[cq comment=”CQ-ed on all, some of this can be cut or broken out into siders, if that works better? Thx! -SK” ]
When Brock Huard thinks of Colorado football, his mind races back to a slew of boyhood memories. Those Orange Bowl tussles with Notre Dame. Games with national title implications. The “Fifth Down” at Mizzou. Kordell Stewart’s Miracle at Michigan.
Here’s the problem: Huard just turned 46.
And those memories? Well, they’re starting to fade.
“If you’re (the Buffs), you’re not where you want to be,” the FOX Sports analyst and former University of Washington and NFL quarterback told The Denver Post recently. “That’s just as flat-out and as blatant as I can say it.
“It’s not (coach) Bill McCartney’s Buffaloes anymore. Just like it’s not Don James’ Huskies anymore. And in college football, that’s the bottom line. That’s why Oklahoma and Texas were poached (by the SEC). That’s why USC and UCLA went along for the ride (to the Big Ten).”
Why was Nebraska, CU’s old rival, invited to the Big Ten? Its football brand. Why did the SEC snap up the Sooners and Longhorns out of the Big 12? Same deal.
What made the Trojans and Bruins, tentpole programs in Southern California for more than a century, attractive to the Big Ten, whose physical headquarters is in suburban Chicago and cultural hub resides in the Great Lakes and the Plains? B-R-A-N-D.

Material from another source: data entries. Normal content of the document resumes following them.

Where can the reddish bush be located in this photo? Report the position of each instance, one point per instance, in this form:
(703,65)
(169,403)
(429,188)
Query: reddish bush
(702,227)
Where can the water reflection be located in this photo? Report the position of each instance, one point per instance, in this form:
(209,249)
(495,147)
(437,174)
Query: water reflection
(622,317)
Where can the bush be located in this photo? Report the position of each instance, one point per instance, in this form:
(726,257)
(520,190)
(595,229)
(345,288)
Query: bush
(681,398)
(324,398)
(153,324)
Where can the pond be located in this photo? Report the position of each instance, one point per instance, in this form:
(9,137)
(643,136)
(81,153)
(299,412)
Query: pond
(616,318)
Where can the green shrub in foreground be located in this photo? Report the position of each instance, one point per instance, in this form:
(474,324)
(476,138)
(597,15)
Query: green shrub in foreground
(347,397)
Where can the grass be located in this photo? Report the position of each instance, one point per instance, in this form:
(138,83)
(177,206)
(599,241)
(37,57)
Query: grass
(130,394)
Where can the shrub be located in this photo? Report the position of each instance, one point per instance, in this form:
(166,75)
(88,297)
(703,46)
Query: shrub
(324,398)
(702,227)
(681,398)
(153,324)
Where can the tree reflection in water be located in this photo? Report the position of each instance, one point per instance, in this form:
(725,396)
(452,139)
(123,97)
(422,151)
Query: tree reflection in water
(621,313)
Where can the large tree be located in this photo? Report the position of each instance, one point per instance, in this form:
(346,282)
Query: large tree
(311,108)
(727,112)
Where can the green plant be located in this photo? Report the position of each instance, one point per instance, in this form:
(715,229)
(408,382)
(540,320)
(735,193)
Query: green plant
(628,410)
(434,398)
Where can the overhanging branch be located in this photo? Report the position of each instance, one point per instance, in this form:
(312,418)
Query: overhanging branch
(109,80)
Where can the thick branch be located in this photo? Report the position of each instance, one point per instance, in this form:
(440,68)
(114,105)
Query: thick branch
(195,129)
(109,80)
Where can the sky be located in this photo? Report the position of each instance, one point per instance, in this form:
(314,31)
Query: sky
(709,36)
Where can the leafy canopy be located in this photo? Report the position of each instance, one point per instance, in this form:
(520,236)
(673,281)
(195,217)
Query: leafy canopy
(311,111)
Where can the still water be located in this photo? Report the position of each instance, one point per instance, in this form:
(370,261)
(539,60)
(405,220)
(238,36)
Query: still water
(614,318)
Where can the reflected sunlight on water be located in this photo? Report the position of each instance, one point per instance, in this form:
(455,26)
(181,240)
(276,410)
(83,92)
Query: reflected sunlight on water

“East Coast media bias is real,” laughed Russell Wright, managing director of Atlanta-based Collegiate Consulting and a former executive at College Sports Television (CSTV), which later became CBS Sports Network.
“Outside of (USC and UCLA), you don’t really hear much about Washington or the Bay Area schools, or even Arizona State (in the southwest), unless they’re doing something screwy and they’re about to get a show-cause (penalty from the NCAA). And that’s why I get why the Big Ten went (west). And why USC and UCLA were (willing to leave) for what they were told would be gobs of money.”
So where do CU and Colorado State fit within that “brand” ecosystem, where television networks that pay for broadcasting rights up front call the shots? Where the lack of a national unifying voice for college football has created a leadership vacuum that’s been filled by individual financial interests first?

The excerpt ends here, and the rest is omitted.